Ils rejoignent ainsi, sans le savoir, l’analyse que faisait la philosophe Simone Weil des partis politiques il y a bientôt cent ans. La militante politique et mystique chrétienne – bien que née dans une famille agnostique – plaidait en effet pour « la suppression générale des partis politiques » :
« Comment donner en fait aux hommes qui composent le peuple de France la possibilité d'exprimer parfois un jugement sur les grands problèmes de la vie publique ? interpelle Simone Weil. Comment empêcher, au moment où le peuple est interrogé, qu'il circule à travers lui aucune espèce de passion collective ? Si on ne pense pas à ces deux points, il est inutile de parler de légitimité républicaine. » Pour y remédier, selon la philosophe, il s'agit de supprimer purement et simplement les partis politiques, « organismes publiquement, officiellement constitués de manière à tuer dans les âmes le sens de la vérité et de la justice ». Argumentation ? Les partis servent une propagande – « celui qui n'en ferait pas disparaîtrait du fait que les autres en font » – et « le but avoué de la propagande est de persuader et non pas de communiquer de la lumière », pointe la philosophe. « Supposons qu'un membre d'un parti – député, candidat à la députation ou simplement militant – prenne en public l'engagement que voici : Toutes les fois que j'examinerai n'importe quel problème politique ou social, je m'engage à oublier absolument le fait que je suis membre de tel groupe, et à me préoccuper exclusivement de discerner le bien public et la justice. Ce langage serait très mal accueilli. Les siens et même beaucoup d'autres l'accuseraient de trahison. Les moins hostiles diraient : Pourquoi, alors, a-t-il adhéré à un parti ? ».
Donc vive la démocratie directe ! On pense tout de suite à la Suisse. Comme l’explique le Figaro du 18/12 : « Plus de 550 objets ont été soumis au vote des citoyens suisses depuis la naissance de l’Etat fédéral en 1848. Dans l’agenda politique, au minimum quatre dimanches par an sont réservés aux votations. Et c’est sans compter les objets cantonaux sur lesquels les habitants d’un canton ou d’un autre sont appelés à ce prononcer. En 1893, les Suisses votaient déjà pour l’interdiction d’abattre le bétail de boucherie sans l’avoir préalablement étourdi ».

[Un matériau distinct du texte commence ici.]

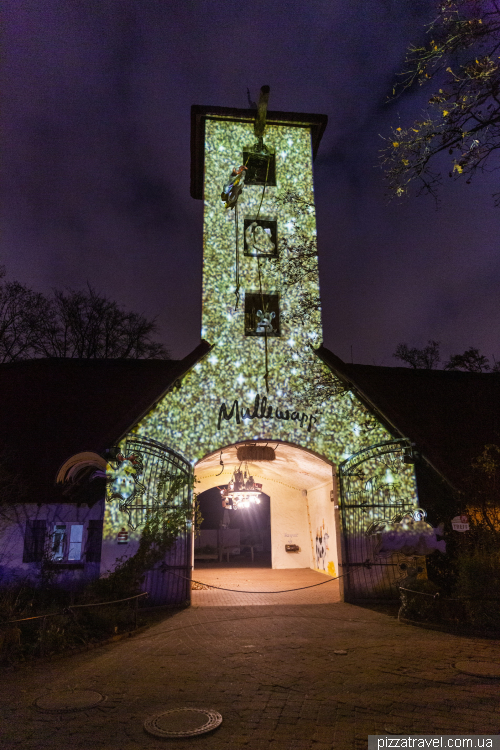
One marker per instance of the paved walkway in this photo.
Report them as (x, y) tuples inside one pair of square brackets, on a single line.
[(273, 673), (257, 579)]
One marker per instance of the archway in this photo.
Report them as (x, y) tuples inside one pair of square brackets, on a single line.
[(303, 507)]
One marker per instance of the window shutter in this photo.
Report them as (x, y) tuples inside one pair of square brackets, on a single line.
[(94, 542), (34, 541)]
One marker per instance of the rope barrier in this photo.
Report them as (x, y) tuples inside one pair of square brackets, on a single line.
[(70, 607), (239, 591)]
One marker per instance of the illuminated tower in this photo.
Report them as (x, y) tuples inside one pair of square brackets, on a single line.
[(249, 386), (246, 298)]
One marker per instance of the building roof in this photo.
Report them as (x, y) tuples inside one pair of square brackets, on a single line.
[(199, 115), (449, 415), (54, 408)]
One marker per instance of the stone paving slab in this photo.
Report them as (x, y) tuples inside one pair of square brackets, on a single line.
[(272, 673)]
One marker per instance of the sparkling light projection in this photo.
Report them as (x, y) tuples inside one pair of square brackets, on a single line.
[(202, 416)]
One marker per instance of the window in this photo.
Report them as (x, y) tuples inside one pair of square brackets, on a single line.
[(34, 541), (262, 314), (260, 237), (67, 542), (94, 542), (258, 169)]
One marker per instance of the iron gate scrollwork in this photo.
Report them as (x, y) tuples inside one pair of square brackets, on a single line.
[(148, 476), (377, 486)]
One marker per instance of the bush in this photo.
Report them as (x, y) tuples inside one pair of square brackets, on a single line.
[(478, 584)]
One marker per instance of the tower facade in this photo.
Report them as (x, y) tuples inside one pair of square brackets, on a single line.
[(250, 385)]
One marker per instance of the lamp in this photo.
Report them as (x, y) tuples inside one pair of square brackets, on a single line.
[(241, 490)]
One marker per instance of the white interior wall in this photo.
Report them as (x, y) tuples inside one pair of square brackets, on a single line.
[(288, 526), (323, 523)]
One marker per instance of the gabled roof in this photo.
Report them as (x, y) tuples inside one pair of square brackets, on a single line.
[(450, 415), (51, 409), (200, 113)]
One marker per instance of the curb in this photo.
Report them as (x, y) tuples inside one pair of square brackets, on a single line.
[(34, 660), (458, 631)]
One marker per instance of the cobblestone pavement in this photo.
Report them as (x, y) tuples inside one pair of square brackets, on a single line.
[(272, 672), (256, 579)]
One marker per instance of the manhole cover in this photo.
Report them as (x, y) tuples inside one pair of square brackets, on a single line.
[(69, 700), (183, 722), (479, 668)]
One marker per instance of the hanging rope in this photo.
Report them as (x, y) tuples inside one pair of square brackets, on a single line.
[(237, 278), (266, 353), (266, 356)]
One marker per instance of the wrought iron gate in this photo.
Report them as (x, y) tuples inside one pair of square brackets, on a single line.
[(376, 485), (163, 476)]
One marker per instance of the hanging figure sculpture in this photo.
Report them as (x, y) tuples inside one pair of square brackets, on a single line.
[(233, 188)]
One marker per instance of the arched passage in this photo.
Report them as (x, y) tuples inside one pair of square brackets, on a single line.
[(302, 494)]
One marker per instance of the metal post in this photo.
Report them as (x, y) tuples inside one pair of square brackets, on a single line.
[(42, 636)]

Mais cela ne se passe pas toujours aussi bien. Ainsi, en Californie, où l’ « initiative citoyenne » existe depuis 1911, des groupes de pression privés y ont trouvé la possibilité de faire voter des lois qui contredisent la législation nationale, pour le meilleur ou pour le pire. « Depuis 2000, 2 milliards de dollars ont été dépensés, par exemple en vue d’annuler une loi visant à taxer le forage pétrolier pour financer les énergies renouvelables » (Le Figaro du 18/12).

Ainsi le RIC peut se retourner contre les citoyens

Alors, que faire ? Comment les justes revendications des citoyens peuvent-elles être entendues ? L’espoir placé dans le RIC provient de cette illusion que le peuple est souverain. C’est ce qu’on s’acharne à nous faire croire depuis la révolution française de 1789. Mais si on en est là, cela prouve bien que cela ne fonctionne pas, parce que des intérêts privés, se moquant délibérément des conditions de vie du peuple, s’arrangent pour faire voter les lois qui les servent, à l’encontre du bien commun.
C’est tout simplement le résultat d’une société sans Dieu. Rappelons encore et encore la parole du Christ : « Nul serviteur ne peut servir deux maîtres : ou il haïra l’un et aimera l’autre, ou il s’attachera à l’un et méprisera l’autre. Vous ne pouvez servir Dieu et l’Argent » (Luc 16, 13). Les rois de France se sont toujours battus pour la défense du peuple contre les oligarchies qu’étaient les féodalités. C'est pourquoi seul un roi, étant au-dessus des partis et dévoué à Dieu et au bien du peuple, peut veiller à orienter la politique dans le sens du bien commun.